Australian families are facing acute and immediate cost of living pressures, caused by rapidly rising inflation, energy costs, and rising mortgage repayment rates. One of the key causes of rising inflation is debt and deficit-financed government spending.
This report examines the relationship between government spending, inflation, and mortgage rates, and its key findings are:
- A one percentage increase in government spending causes a 0.35 percentage point increase in annual inflation, and that a one percentage point increase in annual inflation causes average household mortgage rates to increase by 0.42 percentage points.

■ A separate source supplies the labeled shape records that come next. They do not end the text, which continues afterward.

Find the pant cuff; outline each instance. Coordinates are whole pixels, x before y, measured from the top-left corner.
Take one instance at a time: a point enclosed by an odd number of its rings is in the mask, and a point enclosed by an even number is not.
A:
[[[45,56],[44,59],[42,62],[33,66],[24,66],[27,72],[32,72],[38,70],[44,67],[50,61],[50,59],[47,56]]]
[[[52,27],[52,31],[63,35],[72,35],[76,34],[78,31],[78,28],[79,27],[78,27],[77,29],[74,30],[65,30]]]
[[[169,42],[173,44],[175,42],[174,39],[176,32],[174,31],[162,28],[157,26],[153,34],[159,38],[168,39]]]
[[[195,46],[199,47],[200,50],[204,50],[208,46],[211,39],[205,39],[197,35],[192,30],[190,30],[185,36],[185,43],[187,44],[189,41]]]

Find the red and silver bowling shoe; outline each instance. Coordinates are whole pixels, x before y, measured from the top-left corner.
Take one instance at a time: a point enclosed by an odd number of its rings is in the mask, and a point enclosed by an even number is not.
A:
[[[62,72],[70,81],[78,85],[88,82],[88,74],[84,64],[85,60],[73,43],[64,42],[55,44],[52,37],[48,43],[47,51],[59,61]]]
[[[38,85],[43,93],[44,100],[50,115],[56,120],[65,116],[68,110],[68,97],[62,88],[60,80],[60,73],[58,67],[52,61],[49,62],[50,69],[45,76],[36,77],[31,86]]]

- According to the 2022-23 federal budget, average annual federal government spending is expected to increase by 4.6 per cent to 2025-26. This will cause an additional estimated 1.62 percentage point increase in annual inflation from June 2022 levels, all other things being equal, from 6.1 per cent to 7.7 per cent by June 2023, and 12.6 per cent by June 2026.
- The RBA will respond to this inflationary pressure by raising the cash rate target, which will have the combined effect of putting downward pressure on inflation and significantly increasing the cost of household mortgage repayments. A 1.62 percentage point annual increase of inflation will have the estimated impact of increasing household variable mortgage rates by 0.67 percentage points.
- For households, a 0.67 percentage point increase in the household mortgage repayment rate per annum over the next three years will have an estimated effect of pushing up typical monthly mortgage repayments by $257, which is$3,088 per year.
- The projected increases to spending will mean Australians as a whole will pay an estimated $10 billion per year in additional interest on their home loans as a consequence of increased federal government spending between 2023 and 2026.
In addition, government spending increased by 28.9 per cent, or 9.6 per cent per year, over the Covid era of 2020-2023, which has caused the typical monthly mortgage repayment to rise by $554, or $6,643 per year. In aggregate terms, Australians with a home loan have been paying an estimated $21.5 billion per year more in interest annually, as a result of rising levels of government spending between 2020 and 2022.